Notre ami Maurice

Notre ami Maurice Pons, longtemps membre du Jury du prix Jean Vigo, est mort le 8 juin dernier.

 

Il était l’auteur du roman « Les Saisons » et du récit « Le Passager de la nuit », sur la guerre d’Algérie

« Maurice Pons possède cette simplicité, apparente, qui est la marque des grands et qui sait nous embarquer, mine de rien, vers le bizarre, avec le naturel de l’évidence », écrivait au sujet de l’écrivain un de ses jeunes pairs, Christian Authier, à la parution de « Délicieuses frayeurs », un recueil de neuf nouvelles inédites publiées en 2006 par les éditions Le Dilettante. « On entend des sonneries qui n’existent pas. Les fantômes avancent sur la pointe des pieds, mais les morts ont la pudeur de leurs sentiments. Tout cela est cocasse est déchirant. »

Son nom transmis comme un sésame parmi les lettrés initiés, son visage absent des plateaux télé, son œuvre peu familière des best-sellers, Maurice Pons, né en 1925 à Strasbourg, s’est fait connaître en 1965 avec son roman fantastique devenu culte, « Les Saisons » (Éditions Julliard puis Christian Bourgois), né d’une nouvelle (« La vallée ») initialement publiée dans la revue Les Lettres nouvelles et rééditée en 2006 par le même Dilettante.

Mais c’est aussi comme compagnon de l’ombre de la Nouvelle Vague que Maurice Pons s’est indirectement illustré, côtoyant plusieurs cinéastes au Moulin d’Andé, situé sur une boucle de la Seine, dans l’Eure, où il s’était retiré à partir de 1957.

Dans ce lieu atypique du XIIe siècle, voué à la création artistique (théâtre, littérature, cinéma…), François Truffaut, Louis Malle et Alain Cavalier viennent écrire certains de leurs scénarios.

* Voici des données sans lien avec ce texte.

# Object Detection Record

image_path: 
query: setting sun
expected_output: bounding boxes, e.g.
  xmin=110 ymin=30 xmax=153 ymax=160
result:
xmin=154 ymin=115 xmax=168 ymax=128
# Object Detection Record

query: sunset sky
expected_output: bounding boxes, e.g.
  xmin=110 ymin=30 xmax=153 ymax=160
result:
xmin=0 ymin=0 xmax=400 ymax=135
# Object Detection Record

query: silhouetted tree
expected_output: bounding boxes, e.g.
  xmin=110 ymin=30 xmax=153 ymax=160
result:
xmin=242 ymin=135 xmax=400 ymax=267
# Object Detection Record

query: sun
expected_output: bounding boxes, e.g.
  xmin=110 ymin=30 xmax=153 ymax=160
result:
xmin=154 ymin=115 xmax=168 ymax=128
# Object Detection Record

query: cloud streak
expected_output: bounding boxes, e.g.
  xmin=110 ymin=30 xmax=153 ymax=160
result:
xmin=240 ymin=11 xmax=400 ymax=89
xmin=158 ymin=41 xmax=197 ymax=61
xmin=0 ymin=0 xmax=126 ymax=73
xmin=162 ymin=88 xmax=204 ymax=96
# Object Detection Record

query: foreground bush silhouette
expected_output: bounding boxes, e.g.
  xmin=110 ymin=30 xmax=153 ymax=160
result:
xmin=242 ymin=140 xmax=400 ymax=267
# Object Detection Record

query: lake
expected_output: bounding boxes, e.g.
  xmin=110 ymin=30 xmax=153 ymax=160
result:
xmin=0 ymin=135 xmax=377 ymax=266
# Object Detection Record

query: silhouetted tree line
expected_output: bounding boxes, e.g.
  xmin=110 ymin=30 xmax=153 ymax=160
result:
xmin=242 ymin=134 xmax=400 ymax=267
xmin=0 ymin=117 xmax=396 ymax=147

Le film « Jules et Jim » y a été en partie tourné.

Il inspira à Truffaut son premier film

En 1955, François Truffaut avait écrit le scénario de son premier court-métrage, qui fit connaître la comédienne Bernadette Lafont, « Les Mistons », en s’inspirant d’un des recueils de Maurice Pons, « Virginales ».

Au sujet de ce recueil, François Nourissier écrivait dans la NRF cette même année : « L’enfance étant naturellement impudique, curieuse des corps, ses joies et ses jeux abondent en façons animales, en ébauches sensuelles à peine devinées, toujours insatisfaites.Traduit dans le langage des grandes personnes ces émotions passeraient pour perverses. L’habileté de Maurice Pons est d’avoir découvert un langage qui emprunte à l’enfance à la fois ses magies et ses audaces mais qui demeure pourtant un langage du monde adulte ».

Un roi de l’oxymore

Maurice Pons est l’auteur d’une douzaine de livres, notamment, en 1958 son roman autobiographique, « Le Cordonnier Aristote », et en 1960 « Le Passager de la nuit », récit sur la guerre d’Algérie – cette même année, il signera le« Manifeste des 121 », déclaration signée de 121 intellectuels français pour dénoncer la guerre d’Algérie.